The "Instruction" column in the table below shows part of the code from the unrolled dot product loop in the Loop Unrolling web page. This loop code will be used in our first examples.
The "$f8", "$f10", and "$f12" columns show times that the values in the indicated registers are ready.
The "Iss" column shows when an instruction is issued in a renaming architecture.
The "Exec" column shows when an instruction begins its execution phase.
The "Rdy" column shows when the instruction completes its
execution phase and its destination operand value is ready.
For this example, it is assumed that the execution phase requires
2 cycles for l.d
, 4 cycles for add.d
,
and 20 cycles for mul.d
.
The "Comm" column shows when an instruction is committed.
Instruction | $f8 | $f10 | $f12 | Iss | Exec | Rdy | Comm |
---|---|---|---|---|---|---|---|
0 | 0 | 0 | - | - | - | - | |
l.d $f10, 0($5) | " | 2 | " | 0 | 0 | 2 | 3 |
l.d $f12, 0($6) | " | " | 3 | 1 | 1 | 3 | 4 |
mul.d $f10, $f10, $f12 | " | 23 | " | 2 | 3 | 23 | 24 |
add.d $f8, $f8, $f10 | 27 | " | " | 3 | 23 | 27 | 28 |
Other parts of this web page describe how the columns are calculated and provide some interesting examples. Later these examples are analyzed and the analysis is qualitatively extended to enhancements of the renaming architecture.

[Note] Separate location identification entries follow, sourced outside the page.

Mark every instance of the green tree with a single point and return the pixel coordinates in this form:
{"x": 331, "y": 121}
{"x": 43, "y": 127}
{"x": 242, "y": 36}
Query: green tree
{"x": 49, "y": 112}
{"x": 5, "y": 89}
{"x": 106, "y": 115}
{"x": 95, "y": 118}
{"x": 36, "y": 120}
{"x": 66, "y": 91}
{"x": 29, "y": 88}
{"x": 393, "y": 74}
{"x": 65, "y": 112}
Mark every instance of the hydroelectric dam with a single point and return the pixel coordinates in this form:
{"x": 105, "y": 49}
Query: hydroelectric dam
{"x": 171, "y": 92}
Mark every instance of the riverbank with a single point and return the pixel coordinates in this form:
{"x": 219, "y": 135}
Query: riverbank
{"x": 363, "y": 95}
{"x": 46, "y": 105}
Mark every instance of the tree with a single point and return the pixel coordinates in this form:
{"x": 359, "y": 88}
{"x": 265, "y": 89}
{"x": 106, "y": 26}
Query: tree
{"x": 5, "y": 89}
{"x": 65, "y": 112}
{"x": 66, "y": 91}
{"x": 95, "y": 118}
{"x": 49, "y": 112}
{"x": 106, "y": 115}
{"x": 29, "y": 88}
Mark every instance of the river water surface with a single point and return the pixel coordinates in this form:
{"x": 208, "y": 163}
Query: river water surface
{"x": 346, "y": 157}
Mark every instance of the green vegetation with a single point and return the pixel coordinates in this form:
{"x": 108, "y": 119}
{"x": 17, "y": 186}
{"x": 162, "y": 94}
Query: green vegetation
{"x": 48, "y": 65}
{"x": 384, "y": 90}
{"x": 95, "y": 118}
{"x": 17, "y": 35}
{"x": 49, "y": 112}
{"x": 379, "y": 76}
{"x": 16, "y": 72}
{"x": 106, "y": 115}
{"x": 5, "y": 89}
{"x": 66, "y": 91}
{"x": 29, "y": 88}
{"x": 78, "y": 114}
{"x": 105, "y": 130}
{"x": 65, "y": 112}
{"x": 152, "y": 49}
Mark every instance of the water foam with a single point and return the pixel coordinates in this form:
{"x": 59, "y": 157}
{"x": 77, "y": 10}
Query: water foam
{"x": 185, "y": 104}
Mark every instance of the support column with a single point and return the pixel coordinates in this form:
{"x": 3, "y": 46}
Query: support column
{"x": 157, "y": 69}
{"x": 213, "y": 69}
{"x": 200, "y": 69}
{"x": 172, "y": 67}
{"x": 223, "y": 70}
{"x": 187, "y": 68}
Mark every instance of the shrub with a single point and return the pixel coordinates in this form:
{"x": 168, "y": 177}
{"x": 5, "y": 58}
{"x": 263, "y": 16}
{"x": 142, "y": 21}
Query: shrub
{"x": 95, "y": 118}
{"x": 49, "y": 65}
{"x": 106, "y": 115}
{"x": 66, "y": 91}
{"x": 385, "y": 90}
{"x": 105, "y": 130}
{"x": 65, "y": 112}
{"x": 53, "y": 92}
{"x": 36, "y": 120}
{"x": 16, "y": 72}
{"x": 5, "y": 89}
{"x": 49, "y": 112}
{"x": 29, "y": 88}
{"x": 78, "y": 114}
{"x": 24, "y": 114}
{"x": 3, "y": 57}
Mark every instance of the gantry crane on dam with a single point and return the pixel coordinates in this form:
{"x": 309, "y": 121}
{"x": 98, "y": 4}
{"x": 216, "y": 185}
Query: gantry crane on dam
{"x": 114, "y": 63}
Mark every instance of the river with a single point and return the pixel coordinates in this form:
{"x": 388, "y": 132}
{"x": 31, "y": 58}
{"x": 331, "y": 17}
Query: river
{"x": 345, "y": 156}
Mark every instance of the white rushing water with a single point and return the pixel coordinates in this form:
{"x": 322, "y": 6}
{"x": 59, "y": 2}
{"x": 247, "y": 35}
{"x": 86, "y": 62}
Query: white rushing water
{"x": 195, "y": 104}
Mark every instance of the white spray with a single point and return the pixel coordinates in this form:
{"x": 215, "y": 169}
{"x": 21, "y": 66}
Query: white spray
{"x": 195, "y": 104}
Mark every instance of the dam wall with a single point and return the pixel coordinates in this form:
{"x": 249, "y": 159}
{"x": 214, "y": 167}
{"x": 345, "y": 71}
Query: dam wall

Entries in the table are calculated row-by-row. In each row the issue and execution times are computed first. Then the ready and execution times are computed. Finally the commit times are computed.
The "Iss" column shows when an instruction is issued in a renaming architecture. An instruction is issued every cycle as long as issue circuitry can get a value name (rename register number) from the values circuitry. Values circuitry can provide a value name if the number of in-flight instructions plus the number of architectural registers does not exceed the number of rename registers. We will assume that does not happen. The validity of that assumption is discussed in the "Analysis" section.
The "Exec" column shows when an instruction begins its execution phase. An instruction begins its execution phase after it is issued, when both of its source operand values are ready and an appropriate functional unit is available to perform the operation. We will make an idealistic assumption that there is always an available functional unit. Then the "Exec" time is the larger of the following:
The register times can be found by searching up in the columns for the source registers, which are $f10 and $f12 in the example below. This diagram shows a computed "Exec" time in blue and the values that it depends on shown in green.
Instruction | $f8 | $f10 | $f12 | Iss | Exec | Rdy | Comm |
---|---|---|---|---|---|---|---|
0 | 0 | 0 | - | - | - | - | |
l.d $f10, 0($5) | " | 2 | " | 0 | 0 | 2 | 3 |
l.d $f12, 0($6) | " | " | 3 | 1 | 1 | 3 | 4 |
mul.d $f10, $f10, $f12 | ? | ? | ? | 2 | 3 | ? | ? |
The "Rdy" column shows when the instruction completes its execution phase and its destination operand value is ready. For this example, it is assumed that the execution phase requires the following number of cycles.
l.d | 2 |
add.d | 4 |
mul.d | 20 |
The "Rdy" time for an instruction is just the sum of its "Exec" time and the appropriate value from the above table.
The "$f8", "$f10", "$f12", and "$f10" columns show times that the values in the indicated registers is ready. These values are left unchanged except for the destination operand of the instruction. Its value will be ready when the instruction completes it execution phase - the same as the time in the "Rdy" column.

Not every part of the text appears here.